Madrigal is listed at 5-feet-8 now, so it's hard to imagine what he was like as a freshman playing with the varsity at Elk Grove High School, just outside of Sacramento.

"Same," Nunez said. "Just ahead of his years and everything. The biggest thing that stood out to me is just the baseball instincts. He was 13, 14 when I first saw him. He fit right into a varsity program right away.

"Obviously, all the success he's had through college, College World Series, then getting to the big leagues really quick, from a guy that's 5-7, 5-8. Guys like (Jose) Altuve and (Dustin) Pedroia I'm sure he looked up to. He's a special player."

Hoerner is from Oakland, California, but he crossed paths with Madrigal a few times growing up. They were Pac-12 rivals with Hoerner playing at Stanford and Madrigal at Oregon State.

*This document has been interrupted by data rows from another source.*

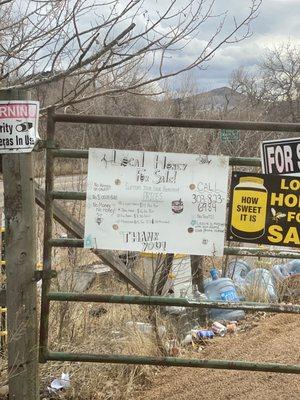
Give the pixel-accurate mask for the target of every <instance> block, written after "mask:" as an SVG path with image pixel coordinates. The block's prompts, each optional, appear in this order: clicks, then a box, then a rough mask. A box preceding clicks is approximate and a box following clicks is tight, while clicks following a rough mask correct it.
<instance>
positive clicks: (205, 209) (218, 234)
mask: <svg viewBox="0 0 300 400" xmlns="http://www.w3.org/2000/svg"><path fill="white" fill-rule="evenodd" d="M227 181H228V157H223V156H221V157H218V156H206V155H197V154H194V155H192V154H177V153H155V152H143V151H128V150H110V149H90V150H89V165H88V189H87V205H86V220H85V238H84V246H85V247H86V248H97V249H110V250H131V251H147V252H153V253H161V252H163V253H164V252H168V253H178V252H179V253H185V254H198V255H216V256H221V255H222V254H223V245H224V231H225V215H226V198H227Z"/></svg>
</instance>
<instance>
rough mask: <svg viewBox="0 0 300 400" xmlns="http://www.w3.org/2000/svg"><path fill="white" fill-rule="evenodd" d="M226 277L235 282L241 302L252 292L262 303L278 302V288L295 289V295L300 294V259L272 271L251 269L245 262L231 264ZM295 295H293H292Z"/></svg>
mask: <svg viewBox="0 0 300 400" xmlns="http://www.w3.org/2000/svg"><path fill="white" fill-rule="evenodd" d="M226 276H227V277H229V278H231V279H232V281H233V282H234V284H235V286H236V288H237V290H238V292H239V293H240V295H241V296H240V298H241V300H242V299H243V297H244V296H245V295H246V294H247V293H249V292H250V291H251V292H252V293H253V292H255V293H256V296H257V298H258V299H260V300H262V301H270V302H276V301H278V297H279V296H278V287H280V286H281V287H283V286H289V285H290V282H292V283H294V285H291V286H293V287H294V294H296V295H299V294H300V259H295V260H292V261H289V262H287V263H286V264H282V265H274V266H273V267H272V268H271V269H270V270H268V269H265V268H254V269H251V267H250V266H249V264H248V263H247V262H246V261H244V260H237V261H232V262H231V263H229V265H228V268H227V272H226ZM291 294H293V293H291Z"/></svg>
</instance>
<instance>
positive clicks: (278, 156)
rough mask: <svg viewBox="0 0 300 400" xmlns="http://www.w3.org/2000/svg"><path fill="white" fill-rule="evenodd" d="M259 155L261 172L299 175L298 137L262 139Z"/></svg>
mask: <svg viewBox="0 0 300 400" xmlns="http://www.w3.org/2000/svg"><path fill="white" fill-rule="evenodd" d="M261 156H262V169H263V173H265V174H279V175H285V174H286V175H297V176H300V137H298V138H290V139H280V140H268V141H264V142H262V144H261Z"/></svg>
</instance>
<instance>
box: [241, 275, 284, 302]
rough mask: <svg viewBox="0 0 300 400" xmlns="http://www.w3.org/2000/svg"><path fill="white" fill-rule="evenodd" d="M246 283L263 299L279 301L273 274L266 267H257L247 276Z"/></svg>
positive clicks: (247, 284) (265, 299) (246, 278)
mask: <svg viewBox="0 0 300 400" xmlns="http://www.w3.org/2000/svg"><path fill="white" fill-rule="evenodd" d="M245 284H246V285H247V286H248V288H250V290H251V291H252V292H255V293H257V296H258V297H259V299H260V300H261V301H266V300H269V301H277V293H276V289H275V285H274V280H273V277H272V274H271V273H270V271H269V270H267V269H264V268H255V269H253V270H252V271H250V272H249V274H248V275H247V276H246V279H245Z"/></svg>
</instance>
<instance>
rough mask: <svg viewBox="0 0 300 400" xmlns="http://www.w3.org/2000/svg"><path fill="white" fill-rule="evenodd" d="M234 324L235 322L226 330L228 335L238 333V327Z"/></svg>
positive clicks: (230, 322) (232, 321)
mask: <svg viewBox="0 0 300 400" xmlns="http://www.w3.org/2000/svg"><path fill="white" fill-rule="evenodd" d="M234 322H235V321H231V322H230V323H229V324H227V326H226V328H227V332H228V333H236V330H237V326H236V323H234Z"/></svg>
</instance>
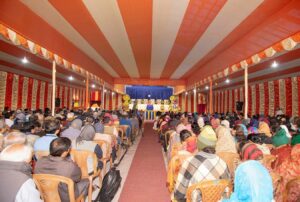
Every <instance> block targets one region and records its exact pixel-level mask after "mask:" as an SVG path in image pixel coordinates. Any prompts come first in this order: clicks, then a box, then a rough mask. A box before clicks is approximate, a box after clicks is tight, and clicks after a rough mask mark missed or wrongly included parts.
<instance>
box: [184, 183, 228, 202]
mask: <svg viewBox="0 0 300 202" xmlns="http://www.w3.org/2000/svg"><path fill="white" fill-rule="evenodd" d="M195 190H200V192H201V198H202V202H218V201H219V200H220V199H221V197H222V195H223V194H224V193H225V192H227V193H226V194H228V195H229V192H230V191H231V181H230V180H227V179H222V180H207V181H202V182H200V183H197V184H194V185H192V186H190V187H189V188H188V190H187V202H190V201H192V193H193V191H195Z"/></svg>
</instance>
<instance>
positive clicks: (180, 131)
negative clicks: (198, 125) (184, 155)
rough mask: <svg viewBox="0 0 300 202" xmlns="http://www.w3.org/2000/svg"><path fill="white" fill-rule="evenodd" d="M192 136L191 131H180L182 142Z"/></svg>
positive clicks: (180, 140)
mask: <svg viewBox="0 0 300 202" xmlns="http://www.w3.org/2000/svg"><path fill="white" fill-rule="evenodd" d="M190 136H192V134H191V132H190V131H188V130H182V131H180V141H181V142H184V141H185V140H186V139H187V138H189V137H190Z"/></svg>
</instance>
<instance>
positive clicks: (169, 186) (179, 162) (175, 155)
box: [167, 154, 193, 193]
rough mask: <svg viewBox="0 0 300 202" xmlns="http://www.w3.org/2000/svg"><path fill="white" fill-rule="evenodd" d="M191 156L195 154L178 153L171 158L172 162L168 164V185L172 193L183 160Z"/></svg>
mask: <svg viewBox="0 0 300 202" xmlns="http://www.w3.org/2000/svg"><path fill="white" fill-rule="evenodd" d="M191 156H193V155H192V154H182V155H180V154H177V155H175V156H174V157H173V158H172V159H171V160H170V163H169V165H168V176H167V187H168V190H169V192H170V193H172V192H173V190H174V188H175V185H176V180H177V177H178V174H179V171H180V168H181V166H182V164H183V162H184V161H185V160H186V159H187V158H189V157H191Z"/></svg>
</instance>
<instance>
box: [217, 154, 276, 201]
mask: <svg viewBox="0 0 300 202" xmlns="http://www.w3.org/2000/svg"><path fill="white" fill-rule="evenodd" d="M222 201H223V202H254V201H255V202H271V201H273V185H272V178H271V176H270V174H269V172H268V170H267V169H266V168H265V167H264V166H263V165H262V164H261V163H260V162H259V161H255V160H249V161H245V162H243V163H241V164H240V165H239V166H238V167H237V169H236V171H235V177H234V192H233V193H232V194H231V196H230V198H229V199H223V200H222Z"/></svg>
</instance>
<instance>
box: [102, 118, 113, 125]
mask: <svg viewBox="0 0 300 202" xmlns="http://www.w3.org/2000/svg"><path fill="white" fill-rule="evenodd" d="M110 121H111V120H110V118H109V117H108V116H104V117H103V119H102V122H103V124H109V123H110Z"/></svg>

"Honestly, same guy -- contact, speed, winning player, great defense, good teammate, all the above," Hoerner said. "We probably spent more time on opposing sides of the field from each other. We did play together when we were 11 in some showcase stuff. Then when we were 14 and 15, we played on Team USA together."

Over the weekend, the Cubs got rolled by the Kansas City Royals, who had two stellar contact guys at the top of the order in Whit Merrifield and Naperville Central grad Nicky Lopez.

Is that the sort of 1-2 contact punch the Cubs are looking to create? Ross had an assertive answer to that question.

"No. I think the Royals are built as a contact-oriented team," Ross said. "Speed, fundamentals and I think that definitely plays, especially against a contact-oriented pitching staff with a defense that's not 100 percent.

"They've got a lot of speed. Our starting catcher (Willson Contreras) is out, who controls the running game really well. A lot of holes were exposed for us. Solid baseball team over there, but we've got our own way we want to do things around here, for sure."

So it remains to be seen if the Cubs will use Madrigal as a top of the order table-setter or a No. 8 hitter.

He should feel right at home in the NL Central, though. St. Louis Cardinals second baseman Dylan Carlson was another high school teammate at Elk Grove and Carlson's father Jeff was the varsity coach. Madrigal has a twin brother Ty who is still pitching in the White Sox minor-league system. Ty Madrigal was a college teammate of Milwaukee ace Corbin Burnes at St. Mary's.

Then there's Nunez, who hit it off with Madrigal right away in high school, despite being two years older.

"He just followed me around; I drove him around everywhere," Nunez said. "And then when I left for pro ball, his goal was to play in the big leagues just like me and he went to Oregon State and did his thing. Every off-season we would hang out, he'd come home for Christmas break and we'd hang out.

"Just like brothers more than anything. I guess that's what happens when people have similar goals in life. That's a lot of us at Elk Grove. It's been a cool ride for all of us."